In this case, state-owned property is defined as property beneficially owned by the Russian Federation (federal property) and subjects of the Russian Federation (RF subjects’ property) (see: Rosstat, 2009, p. 314).

7

See, e.g., OECD (2005, 2015). An evaluation of indirect ownership of Russian companies during the 1990s and 2000s is presented in Sprenger (2010) and Chernykh (2008).

8

These companies are required to publish quarterly reports on securities according to Appendix 3 of the Regulation on the Disclosure of Information by Issuers of Listed Securities, approved by the Bank of Russia Order No. 454-P, dated 12/30/2014. Data regarding the owners of such companies are contained in Section 6.3 of the quarterly reports published by the issuers.

10

The sample of companies used in the Troika Dialog study was more consistent with our SOEs sample that was formed according to Methodology 2.

11

Between 2012 and 2015, the governments of most countries, either directly or indirectly, initiated the privatization process for assets totaling USD 813 billion.
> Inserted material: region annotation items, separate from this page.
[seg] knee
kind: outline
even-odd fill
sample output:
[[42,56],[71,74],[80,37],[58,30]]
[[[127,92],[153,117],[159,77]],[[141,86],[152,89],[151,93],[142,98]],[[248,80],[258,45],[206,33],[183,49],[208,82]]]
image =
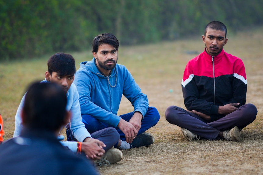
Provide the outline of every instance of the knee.
[[120,139],[120,134],[117,131],[116,129],[114,128],[106,128],[107,133],[110,134],[110,137],[113,140],[116,140],[117,142]]
[[171,106],[168,107],[164,112],[164,115],[165,116],[165,119],[168,122],[170,121],[171,118],[175,117],[175,108],[176,107],[174,106]]
[[165,119],[171,124],[174,124],[177,121],[180,120],[179,113],[182,112],[182,110],[181,108],[175,106],[169,106],[164,112]]
[[149,107],[148,109],[148,111],[152,114],[151,119],[153,122],[156,124],[160,120],[160,114],[157,109],[154,107]]
[[246,105],[247,106],[247,107],[248,109],[248,110],[247,110],[248,114],[247,114],[247,115],[254,119],[253,120],[255,120],[258,114],[258,110],[256,106],[250,103],[247,103]]

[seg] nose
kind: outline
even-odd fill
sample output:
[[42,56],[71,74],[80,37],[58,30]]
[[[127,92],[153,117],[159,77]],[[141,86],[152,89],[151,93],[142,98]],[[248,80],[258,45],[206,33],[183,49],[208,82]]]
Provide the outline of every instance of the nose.
[[215,38],[213,40],[213,42],[212,42],[212,44],[213,45],[217,45],[217,41],[216,40],[216,39]]
[[67,86],[68,83],[67,78],[64,78],[61,79],[61,85],[63,86]]
[[112,54],[111,54],[111,53],[109,53],[107,56],[107,60],[112,60],[113,59],[113,56],[112,56]]

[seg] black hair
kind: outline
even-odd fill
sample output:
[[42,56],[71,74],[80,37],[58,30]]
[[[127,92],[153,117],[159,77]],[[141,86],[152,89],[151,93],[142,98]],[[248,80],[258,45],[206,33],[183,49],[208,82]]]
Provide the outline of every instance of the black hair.
[[208,23],[205,27],[204,30],[204,36],[205,36],[206,33],[207,32],[207,29],[210,28],[216,30],[221,30],[224,31],[225,33],[225,37],[226,37],[226,33],[227,30],[226,30],[226,27],[220,21],[212,21]]
[[120,43],[117,38],[113,34],[109,33],[101,33],[96,36],[92,42],[92,52],[97,53],[99,46],[106,43],[112,46],[117,51]]
[[71,55],[58,53],[48,61],[48,71],[51,75],[55,72],[61,76],[73,75],[76,72],[75,59]]
[[28,128],[55,131],[64,124],[67,99],[58,85],[34,83],[30,86],[23,107],[23,124]]

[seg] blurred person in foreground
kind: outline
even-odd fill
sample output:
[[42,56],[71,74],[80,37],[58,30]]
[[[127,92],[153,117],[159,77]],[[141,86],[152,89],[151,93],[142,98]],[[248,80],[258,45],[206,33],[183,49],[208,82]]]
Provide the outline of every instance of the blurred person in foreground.
[[56,84],[30,87],[21,113],[21,135],[0,145],[1,174],[99,174],[85,154],[76,155],[57,139],[71,115],[67,103]]
[[165,112],[167,121],[181,128],[189,141],[202,138],[240,142],[240,130],[256,118],[256,107],[245,104],[244,64],[223,49],[226,33],[221,22],[207,25],[202,37],[204,51],[189,61],[182,80],[187,110],[172,106]]
[[[116,128],[120,139],[114,147],[120,149],[147,146],[154,138],[144,132],[156,124],[160,116],[156,108],[149,107],[147,96],[131,73],[117,64],[119,45],[113,35],[99,34],[92,42],[92,60],[80,64],[74,82],[79,94],[82,121],[91,133]],[[134,110],[118,116],[123,95]]]
[[[41,82],[54,82],[62,88],[67,100],[67,110],[72,115],[67,135],[68,140],[74,141],[62,142],[61,143],[73,152],[84,152],[88,158],[95,161],[95,165],[108,165],[121,160],[123,157],[122,152],[118,149],[112,149],[120,138],[116,129],[109,128],[91,135],[81,121],[78,94],[76,86],[72,83],[76,69],[75,59],[72,56],[57,53],[50,57],[47,65],[45,79]],[[14,137],[20,134],[23,127],[21,114],[24,100],[24,96],[16,114]],[[72,134],[70,138],[70,132]],[[63,140],[63,136],[60,136],[62,137],[60,139]]]
[[3,121],[3,118],[1,116],[1,114],[0,114],[0,144],[1,144],[1,143],[4,141],[4,138],[3,136],[5,134],[5,131],[4,131],[4,129],[3,129],[3,127],[4,127],[4,121]]

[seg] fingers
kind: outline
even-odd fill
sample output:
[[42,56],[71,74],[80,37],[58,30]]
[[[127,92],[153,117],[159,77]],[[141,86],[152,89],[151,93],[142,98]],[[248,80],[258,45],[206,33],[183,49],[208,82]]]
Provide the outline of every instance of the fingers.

New privatization plans are noted in countries in nearly every region of the world. Although they may differ significantly in strategic and/or structural considerations, purely tactical steps, including as a means to replenish the budget, improve overall economic performance, etc. (Megginson, 2015).

12

2015 performance report on the estimate federal property privatization plan for 2014–2016, http://www.rosim.ru/about/reports

13

The number of companies in the sample for which the state's direct and indirect share exceeded zero was 74.